The study demonstrated that many patients aged 40 and over with hormone-sensitive early breast cancer and a low Prosigna score (defined as ≤ 60) can safely avoid chemotherapy. By opting for hormone therapy alone, patients achieved excellent results without compromising their short-term outcomes.
Data from the trial showed that more than two-thirds of participants had a low Prosigna score, with remarkably similar outcomes across groups. Specifically, 94.8% of patients receiving chemotherapy plus hormone therapy were alive and free from recurrence at 5 years, compared with 93.6% of those treated with hormone therapy alone.
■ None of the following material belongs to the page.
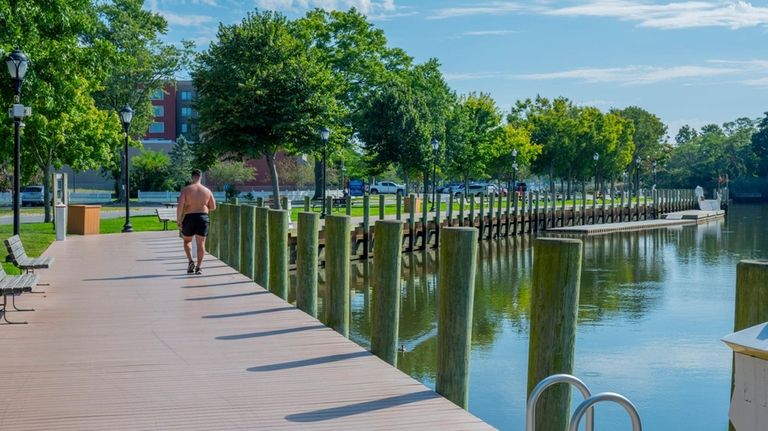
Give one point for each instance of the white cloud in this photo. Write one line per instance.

These findings strongly reinforce the clinical value of the Prosigna test and its ≤ 60 threshold to identify patients unlikely to benefit from chemotherapy. Sparing individuals from unnecessary toxicity significantly improves health trajectories, quality of life, and overall patient-reported outcomes.
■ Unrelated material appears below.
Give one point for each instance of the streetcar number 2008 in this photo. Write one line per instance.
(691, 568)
Looking ahead, OPTIMA also highlights the urgent need for further research in premenopausal patients. To build a definitive, confident strategy for younger women, data from OPTIMA will be combined with global efforts including the OPTIMA premenopausal extension, Europe's OPTIMA-YOUNG trial, and the US-based OFSET trial.
Congratulations to the entire OPTIMA team on this monumental achievement. We are deeply grateful to continue this vital effort with you, alongside all the dedicated partners, investigators, and institutions associated with our international consortium. Let’s bring this innovation to all premenopausal patients.